OMG. Book of the Year.
"Gary Panter began imagining Dal Tokyo, a future Mars that is terraformed by Texan and Japanese workers, as far back as
1972, appropriating a friend’s idea about “cultural and temporal collision” (the “Dal” is short for Dallas).
Why Texan and Japanese? Panter says, “Because they are trapped in Texas, Texans are self-mythologizing. Because I was
trapped in Texas at the time, I needed to believe that the broken tractor out back was a car of the future. Japanese, I’ll say,
because of the exotic far-awayness of Japan from Texas, and because of the Japanese monster movies and woodblock prints
that reached out to me in Texas. Japanese monster movies are part of the fabric of Texas.”
In 1983, Panter finally got a chance to fully explore this world, and share it with an audience, when the L.A. Reader published the first 63 strips. A few years later, the Japanese reggae magazine Riddim picked up the strip, and Panter continued
the saga of Dal Tokyo in monthly installments for over a decade.

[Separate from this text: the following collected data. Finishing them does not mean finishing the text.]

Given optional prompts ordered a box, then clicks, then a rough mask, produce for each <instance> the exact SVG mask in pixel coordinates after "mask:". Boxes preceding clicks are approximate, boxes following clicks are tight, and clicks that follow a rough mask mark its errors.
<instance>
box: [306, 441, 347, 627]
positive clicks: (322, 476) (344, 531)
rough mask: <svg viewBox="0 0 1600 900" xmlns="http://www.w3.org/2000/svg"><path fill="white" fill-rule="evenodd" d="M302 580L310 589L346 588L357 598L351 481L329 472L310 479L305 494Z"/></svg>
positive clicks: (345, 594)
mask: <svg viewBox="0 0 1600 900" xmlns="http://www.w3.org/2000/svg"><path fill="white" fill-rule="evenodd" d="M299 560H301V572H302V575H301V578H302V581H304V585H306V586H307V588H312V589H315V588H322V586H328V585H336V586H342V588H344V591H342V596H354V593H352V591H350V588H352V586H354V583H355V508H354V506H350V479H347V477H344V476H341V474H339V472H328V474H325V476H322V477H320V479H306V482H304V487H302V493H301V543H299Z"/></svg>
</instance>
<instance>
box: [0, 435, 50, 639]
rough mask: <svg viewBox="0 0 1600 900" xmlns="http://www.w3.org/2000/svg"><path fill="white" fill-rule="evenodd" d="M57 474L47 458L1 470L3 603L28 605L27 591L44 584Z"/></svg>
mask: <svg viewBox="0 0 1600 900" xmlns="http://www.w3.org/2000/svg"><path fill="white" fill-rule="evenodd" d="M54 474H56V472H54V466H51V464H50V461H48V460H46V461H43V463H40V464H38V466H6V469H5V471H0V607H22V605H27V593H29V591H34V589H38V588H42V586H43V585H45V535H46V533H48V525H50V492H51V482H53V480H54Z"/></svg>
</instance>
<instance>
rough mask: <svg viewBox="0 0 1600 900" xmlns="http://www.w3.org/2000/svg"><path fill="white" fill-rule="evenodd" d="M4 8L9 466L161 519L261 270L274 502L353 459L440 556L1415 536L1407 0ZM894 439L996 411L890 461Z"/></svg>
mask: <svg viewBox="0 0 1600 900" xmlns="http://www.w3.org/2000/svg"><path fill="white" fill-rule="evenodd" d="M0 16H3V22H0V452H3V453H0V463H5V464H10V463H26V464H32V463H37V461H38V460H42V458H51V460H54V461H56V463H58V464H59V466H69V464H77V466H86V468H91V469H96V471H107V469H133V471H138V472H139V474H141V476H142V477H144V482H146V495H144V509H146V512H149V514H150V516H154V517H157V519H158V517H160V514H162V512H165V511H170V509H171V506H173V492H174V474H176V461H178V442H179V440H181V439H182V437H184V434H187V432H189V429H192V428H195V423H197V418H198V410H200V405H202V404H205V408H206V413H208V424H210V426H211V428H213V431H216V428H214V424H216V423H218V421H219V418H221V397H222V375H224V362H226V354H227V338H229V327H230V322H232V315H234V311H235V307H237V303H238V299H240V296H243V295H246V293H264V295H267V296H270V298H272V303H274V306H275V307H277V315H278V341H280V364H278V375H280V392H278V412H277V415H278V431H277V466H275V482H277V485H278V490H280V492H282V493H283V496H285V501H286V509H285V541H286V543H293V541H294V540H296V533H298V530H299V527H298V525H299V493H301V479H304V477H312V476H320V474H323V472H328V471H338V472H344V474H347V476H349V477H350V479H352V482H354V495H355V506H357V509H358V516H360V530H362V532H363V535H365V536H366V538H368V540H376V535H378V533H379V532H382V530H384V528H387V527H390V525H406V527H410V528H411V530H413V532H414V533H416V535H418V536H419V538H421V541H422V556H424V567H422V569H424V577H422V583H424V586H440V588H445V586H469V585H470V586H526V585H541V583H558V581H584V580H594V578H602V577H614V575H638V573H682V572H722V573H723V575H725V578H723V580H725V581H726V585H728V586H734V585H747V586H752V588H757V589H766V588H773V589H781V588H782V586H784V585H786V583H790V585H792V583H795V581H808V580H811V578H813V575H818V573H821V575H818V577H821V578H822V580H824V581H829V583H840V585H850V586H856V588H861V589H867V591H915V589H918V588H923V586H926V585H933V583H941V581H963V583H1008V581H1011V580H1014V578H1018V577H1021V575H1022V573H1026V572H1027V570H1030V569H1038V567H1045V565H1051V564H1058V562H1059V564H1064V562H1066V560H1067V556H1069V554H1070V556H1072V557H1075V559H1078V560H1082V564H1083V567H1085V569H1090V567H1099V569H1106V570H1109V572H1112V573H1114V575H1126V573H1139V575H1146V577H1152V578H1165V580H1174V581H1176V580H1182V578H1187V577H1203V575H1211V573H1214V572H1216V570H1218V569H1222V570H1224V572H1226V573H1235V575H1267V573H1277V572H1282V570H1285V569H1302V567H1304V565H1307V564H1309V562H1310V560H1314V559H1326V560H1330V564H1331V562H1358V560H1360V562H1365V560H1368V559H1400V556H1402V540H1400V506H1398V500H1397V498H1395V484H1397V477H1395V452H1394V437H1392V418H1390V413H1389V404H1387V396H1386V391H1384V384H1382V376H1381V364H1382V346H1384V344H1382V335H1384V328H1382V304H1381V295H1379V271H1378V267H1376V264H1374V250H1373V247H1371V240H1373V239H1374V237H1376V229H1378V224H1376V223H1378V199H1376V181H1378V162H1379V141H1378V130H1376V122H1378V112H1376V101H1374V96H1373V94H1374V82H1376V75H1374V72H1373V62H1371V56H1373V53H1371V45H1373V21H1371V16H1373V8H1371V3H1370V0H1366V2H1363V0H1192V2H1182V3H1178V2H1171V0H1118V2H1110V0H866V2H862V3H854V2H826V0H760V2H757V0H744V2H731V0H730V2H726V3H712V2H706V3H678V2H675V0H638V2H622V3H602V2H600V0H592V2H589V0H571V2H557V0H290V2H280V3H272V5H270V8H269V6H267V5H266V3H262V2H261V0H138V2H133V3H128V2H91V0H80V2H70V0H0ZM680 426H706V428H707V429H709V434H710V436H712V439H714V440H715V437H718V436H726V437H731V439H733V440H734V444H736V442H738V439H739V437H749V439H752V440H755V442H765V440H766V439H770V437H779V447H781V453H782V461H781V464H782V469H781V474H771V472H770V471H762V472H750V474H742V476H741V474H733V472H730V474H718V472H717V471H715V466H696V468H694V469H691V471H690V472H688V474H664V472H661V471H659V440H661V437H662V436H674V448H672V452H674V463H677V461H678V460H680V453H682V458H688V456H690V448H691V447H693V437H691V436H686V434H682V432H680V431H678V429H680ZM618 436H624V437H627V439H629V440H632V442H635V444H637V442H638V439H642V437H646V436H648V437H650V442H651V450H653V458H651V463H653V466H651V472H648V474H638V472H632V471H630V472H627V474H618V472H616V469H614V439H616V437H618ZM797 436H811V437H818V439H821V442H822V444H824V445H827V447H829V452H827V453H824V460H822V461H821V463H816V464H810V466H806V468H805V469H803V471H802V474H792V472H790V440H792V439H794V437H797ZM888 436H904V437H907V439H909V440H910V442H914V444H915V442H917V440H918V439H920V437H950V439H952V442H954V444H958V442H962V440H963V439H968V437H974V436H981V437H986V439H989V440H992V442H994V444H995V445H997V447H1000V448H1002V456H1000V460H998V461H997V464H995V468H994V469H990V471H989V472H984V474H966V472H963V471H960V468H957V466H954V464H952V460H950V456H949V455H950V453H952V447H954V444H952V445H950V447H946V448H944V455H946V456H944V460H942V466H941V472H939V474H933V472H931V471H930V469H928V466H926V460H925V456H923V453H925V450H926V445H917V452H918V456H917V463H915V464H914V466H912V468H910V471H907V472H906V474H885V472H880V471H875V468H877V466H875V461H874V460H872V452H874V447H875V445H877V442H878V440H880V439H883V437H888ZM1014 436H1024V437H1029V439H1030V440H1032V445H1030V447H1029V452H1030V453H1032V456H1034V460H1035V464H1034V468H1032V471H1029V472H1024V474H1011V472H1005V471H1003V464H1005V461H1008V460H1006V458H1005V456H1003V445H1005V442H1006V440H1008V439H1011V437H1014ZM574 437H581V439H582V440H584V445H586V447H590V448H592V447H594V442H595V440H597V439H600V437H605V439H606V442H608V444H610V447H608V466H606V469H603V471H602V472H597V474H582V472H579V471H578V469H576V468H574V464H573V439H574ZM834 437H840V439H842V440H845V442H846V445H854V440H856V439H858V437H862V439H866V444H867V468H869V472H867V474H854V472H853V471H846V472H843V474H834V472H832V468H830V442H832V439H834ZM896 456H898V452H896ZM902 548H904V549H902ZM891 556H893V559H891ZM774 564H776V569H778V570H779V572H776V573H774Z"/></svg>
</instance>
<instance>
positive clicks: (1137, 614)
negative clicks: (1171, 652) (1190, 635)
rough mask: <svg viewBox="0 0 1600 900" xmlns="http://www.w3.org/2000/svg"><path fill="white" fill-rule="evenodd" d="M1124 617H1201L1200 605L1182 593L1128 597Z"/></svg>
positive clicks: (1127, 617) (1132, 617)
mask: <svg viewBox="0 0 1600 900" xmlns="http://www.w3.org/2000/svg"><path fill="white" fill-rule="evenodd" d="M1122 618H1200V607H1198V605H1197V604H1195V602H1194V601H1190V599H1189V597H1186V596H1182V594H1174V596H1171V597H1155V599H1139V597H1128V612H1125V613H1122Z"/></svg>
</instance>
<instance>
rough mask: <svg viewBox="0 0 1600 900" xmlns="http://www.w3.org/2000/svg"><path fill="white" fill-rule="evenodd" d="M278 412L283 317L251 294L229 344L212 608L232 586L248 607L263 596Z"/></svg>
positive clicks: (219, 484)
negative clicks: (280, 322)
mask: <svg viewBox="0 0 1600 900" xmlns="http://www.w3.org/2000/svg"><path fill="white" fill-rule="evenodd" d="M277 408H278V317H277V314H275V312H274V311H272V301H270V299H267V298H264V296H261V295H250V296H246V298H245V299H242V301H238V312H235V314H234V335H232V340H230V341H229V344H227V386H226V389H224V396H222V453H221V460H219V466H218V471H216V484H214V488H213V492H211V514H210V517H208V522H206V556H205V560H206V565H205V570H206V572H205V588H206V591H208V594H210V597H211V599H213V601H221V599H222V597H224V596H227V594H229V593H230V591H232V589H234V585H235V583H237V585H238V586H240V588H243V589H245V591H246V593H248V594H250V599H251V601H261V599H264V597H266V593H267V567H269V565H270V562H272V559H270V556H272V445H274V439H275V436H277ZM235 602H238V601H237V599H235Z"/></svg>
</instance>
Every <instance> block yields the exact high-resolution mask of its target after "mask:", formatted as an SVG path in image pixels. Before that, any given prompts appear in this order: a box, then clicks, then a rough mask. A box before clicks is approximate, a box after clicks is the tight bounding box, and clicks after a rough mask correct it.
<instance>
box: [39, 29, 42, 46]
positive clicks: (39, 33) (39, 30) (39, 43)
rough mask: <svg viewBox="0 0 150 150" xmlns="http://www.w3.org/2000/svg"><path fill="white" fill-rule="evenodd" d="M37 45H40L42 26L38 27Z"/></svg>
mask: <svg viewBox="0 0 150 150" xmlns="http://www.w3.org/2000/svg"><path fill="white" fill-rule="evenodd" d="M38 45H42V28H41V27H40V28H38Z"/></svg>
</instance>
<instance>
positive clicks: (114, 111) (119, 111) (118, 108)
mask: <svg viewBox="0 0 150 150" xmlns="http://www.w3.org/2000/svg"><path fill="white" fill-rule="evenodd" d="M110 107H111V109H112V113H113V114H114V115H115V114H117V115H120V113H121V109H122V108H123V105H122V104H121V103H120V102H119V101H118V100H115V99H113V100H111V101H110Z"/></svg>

But none of these conceptual descriptions will prepare the reader for the confounding visual and verbal richness of Dal Tokyo, as Panter’s famous “ratty line” collides and colludes with near-Joycean wordplay, veering from more or less intelligible
jokes to dizzying non-sequiturs to surreal eruptions that can engulf the entire panel in scribbles. One doesn’t read Dal Tokyo;
one is absorbed into it and spit out the other side."